The Lost Honor of Katharina Blum movie review (1976)
David Ramirez
Updated on March 09, 2026
West Germany, 1971: At the height of the scare over the terrorism of the Baader-Meinhof gang, a bank was robbed and a guard killed. The next day, without evidence, the nation's largest newspaper blamed the gang for the crimes. Heinrich Boll, the Nobel-winning novelist, condemned this trial by headline in an article for Der Spiegel -- and became the target of hate mail, anonymous calls and indignant editorials in the newspaper.

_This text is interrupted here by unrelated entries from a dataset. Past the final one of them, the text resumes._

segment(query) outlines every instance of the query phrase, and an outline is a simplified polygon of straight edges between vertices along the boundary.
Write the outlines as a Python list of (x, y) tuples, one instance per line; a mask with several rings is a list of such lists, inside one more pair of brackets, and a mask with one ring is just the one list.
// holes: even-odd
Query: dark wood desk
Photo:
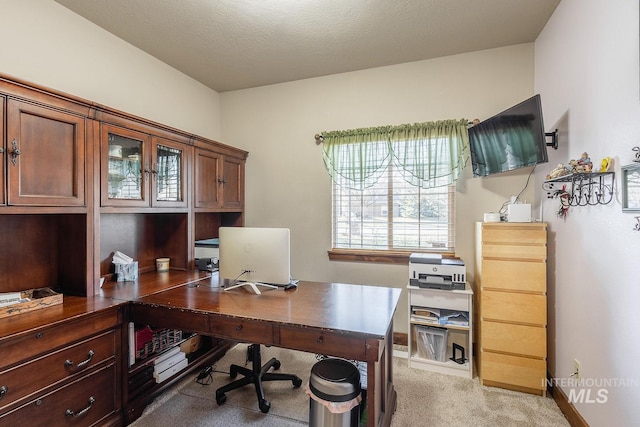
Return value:
[(401, 290), (301, 281), (295, 290), (224, 292), (217, 278), (132, 301), (132, 321), (367, 362), (367, 425), (389, 426), (393, 314)]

His experience led to the best seller "The Lost Honor of Katharina Blum," and now to an intelligent, if finally unconvincing film. Boll transforms his experience into that of a young girl, a maid in the home of a prosperous attorney. One evening at a party she meets a terrorist, who is hiding from the police, something he neglects to tell her. She spends the night with him, is captured after he escapes and is immediately branded by the press as a terrorist and worse. The police are under extreme pressure to capture the radical suspect, and she's made to feel a lot of that pressure. Her apartment is ransacked, she's handled roughly and subjected to browbeating and her personal life is combed for clues to the crime. The experience is degrading, but in some sense, she understands that it's necessary: The police, however ham-handed, are doing their job. What she can't stand is the treatment of her case in the popular press. Her story is assigned to a reporter-photographer, team who seem to be a cross between Walter Winchell and the Marquis de Sade. They spy on her, invent quotes and whole episodes out of thin air and even break into the hospital room of her dying mother in hopes of a deathbed statement. Her picture's on the front pages day after day, along with lurid (and mostly imaginary) accounts of her sex life, her politics, her morals. She was a quiet, pretty, perhaps even dull young woman; now she's notorious, and hated by strangers.